Connect Selectel Object Storage to ClearML

In ClearML, Selectel object storage can be connected to store datasets, results, and experiment artifacts.

  1. Open the ClearML clearml.conf configuration file. Change the api, aws and development blocks:

    api {
    ...
    files_server: s3://s3.<pool>.storage.selcloud.ru:443/<container_name>
    ...
    }
    ...
    sdk {
    ...
    aws {
    s3 {
    host: "s3.storage.selcloud.ru:443"
    region: "ru-1"
    key: "<access_key>"
    secret: "<secret_key>"
    use_credentials_chain: false
    credentials: [{
    bucket: "<container_name>"
    secure: true
    }]
    }
    boto3 {
    pool_connections: 512
    max_multipart_concurrency: 16
    }
    }
    ...
    }
    ...
    ...
    development {
    ...
    default_output_uri: "s3://s3.<pool>.storage.selcloud.ru:443/<container_name>/<path>"
    ...
    }
    ...

    Specify:

    • <container_name> — name of the container in the object store where datasets and artifacts will be stored. The name can be viewed in the control panel: in the top menu, click ProductsObject StorageContainers;
    • <access_key> — Access Key ID from S3 key issued to the user;
    • <secret_key> — Secret Access Key from S3 key issued to the user.
    • <path> — prefix in the object store;
    • <pool> — pool where the object storage is located (e.g, ru-1).
  2. To load the datasets into ClearML Server, run the python script.

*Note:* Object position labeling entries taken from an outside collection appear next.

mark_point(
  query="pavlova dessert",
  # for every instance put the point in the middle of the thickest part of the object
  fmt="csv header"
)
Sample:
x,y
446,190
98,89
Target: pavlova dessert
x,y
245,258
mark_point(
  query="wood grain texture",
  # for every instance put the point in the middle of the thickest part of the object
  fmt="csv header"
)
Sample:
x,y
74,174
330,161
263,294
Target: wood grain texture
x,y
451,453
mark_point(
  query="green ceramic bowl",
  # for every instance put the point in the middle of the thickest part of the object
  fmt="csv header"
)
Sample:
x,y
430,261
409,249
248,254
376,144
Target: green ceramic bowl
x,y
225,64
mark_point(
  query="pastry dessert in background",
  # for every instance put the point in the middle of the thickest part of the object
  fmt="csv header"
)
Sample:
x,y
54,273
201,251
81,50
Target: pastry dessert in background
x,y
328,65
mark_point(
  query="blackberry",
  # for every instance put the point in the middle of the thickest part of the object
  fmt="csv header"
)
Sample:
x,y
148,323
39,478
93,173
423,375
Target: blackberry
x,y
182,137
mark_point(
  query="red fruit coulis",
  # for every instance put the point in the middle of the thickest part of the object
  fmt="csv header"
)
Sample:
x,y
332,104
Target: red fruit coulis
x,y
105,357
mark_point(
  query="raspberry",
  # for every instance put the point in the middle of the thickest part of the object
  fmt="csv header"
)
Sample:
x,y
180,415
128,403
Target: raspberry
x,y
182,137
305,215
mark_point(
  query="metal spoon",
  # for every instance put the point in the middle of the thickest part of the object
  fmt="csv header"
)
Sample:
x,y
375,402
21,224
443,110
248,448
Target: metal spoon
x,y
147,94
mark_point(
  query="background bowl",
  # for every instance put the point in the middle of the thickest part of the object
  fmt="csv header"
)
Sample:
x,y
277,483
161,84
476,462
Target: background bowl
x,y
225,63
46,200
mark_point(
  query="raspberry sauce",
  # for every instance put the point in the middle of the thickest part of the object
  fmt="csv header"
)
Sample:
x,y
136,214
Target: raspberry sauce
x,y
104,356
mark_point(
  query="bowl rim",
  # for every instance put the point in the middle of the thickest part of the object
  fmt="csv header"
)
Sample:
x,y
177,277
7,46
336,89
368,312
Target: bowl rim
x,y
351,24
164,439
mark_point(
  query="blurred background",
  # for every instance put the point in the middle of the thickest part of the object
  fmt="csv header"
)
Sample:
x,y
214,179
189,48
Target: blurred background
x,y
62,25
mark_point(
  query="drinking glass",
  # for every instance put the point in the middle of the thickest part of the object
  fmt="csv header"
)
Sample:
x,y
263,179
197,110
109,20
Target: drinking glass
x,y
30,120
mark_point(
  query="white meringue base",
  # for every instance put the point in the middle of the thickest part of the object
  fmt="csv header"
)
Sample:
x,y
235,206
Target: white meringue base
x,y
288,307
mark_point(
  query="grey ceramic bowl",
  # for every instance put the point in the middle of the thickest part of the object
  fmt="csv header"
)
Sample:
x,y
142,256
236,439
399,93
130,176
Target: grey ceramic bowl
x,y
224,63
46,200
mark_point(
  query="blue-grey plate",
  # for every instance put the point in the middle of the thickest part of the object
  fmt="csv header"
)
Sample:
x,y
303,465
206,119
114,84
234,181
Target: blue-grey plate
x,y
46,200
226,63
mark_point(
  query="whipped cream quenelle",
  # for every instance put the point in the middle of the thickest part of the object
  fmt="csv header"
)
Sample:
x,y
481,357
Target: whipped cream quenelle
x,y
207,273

    An example script to load a single dataset:

    # Создать датасет через класс Dataset
    from clearml import Dataset
    dataset = Dataset.create(
    dataset_name="<dataset_name>",
    dataset_project="<project_name>",
    output_uri="s3://s3.storage.selcloud.ru:443/<container_name>/<path>",
    )

    # Добавить файлы в датасет
    dataset.add_files(
    path="<local_path_to_dataset>",
    )

    # Загрузить датасет в ClearML Server
    dataset.upload()

    # Закоммитить изменения в датасете
    dataset.finalize()

    Specify:

    • <dataset_name> — dataset name, will be displayed in WebApp;
    • <project_name> — project name, will be displayed in the WebApp;
    • <container_name>/<path> — prefix in the object store from step 1;
    • <local_path_to_dataset> — path to the dataset on the local machine.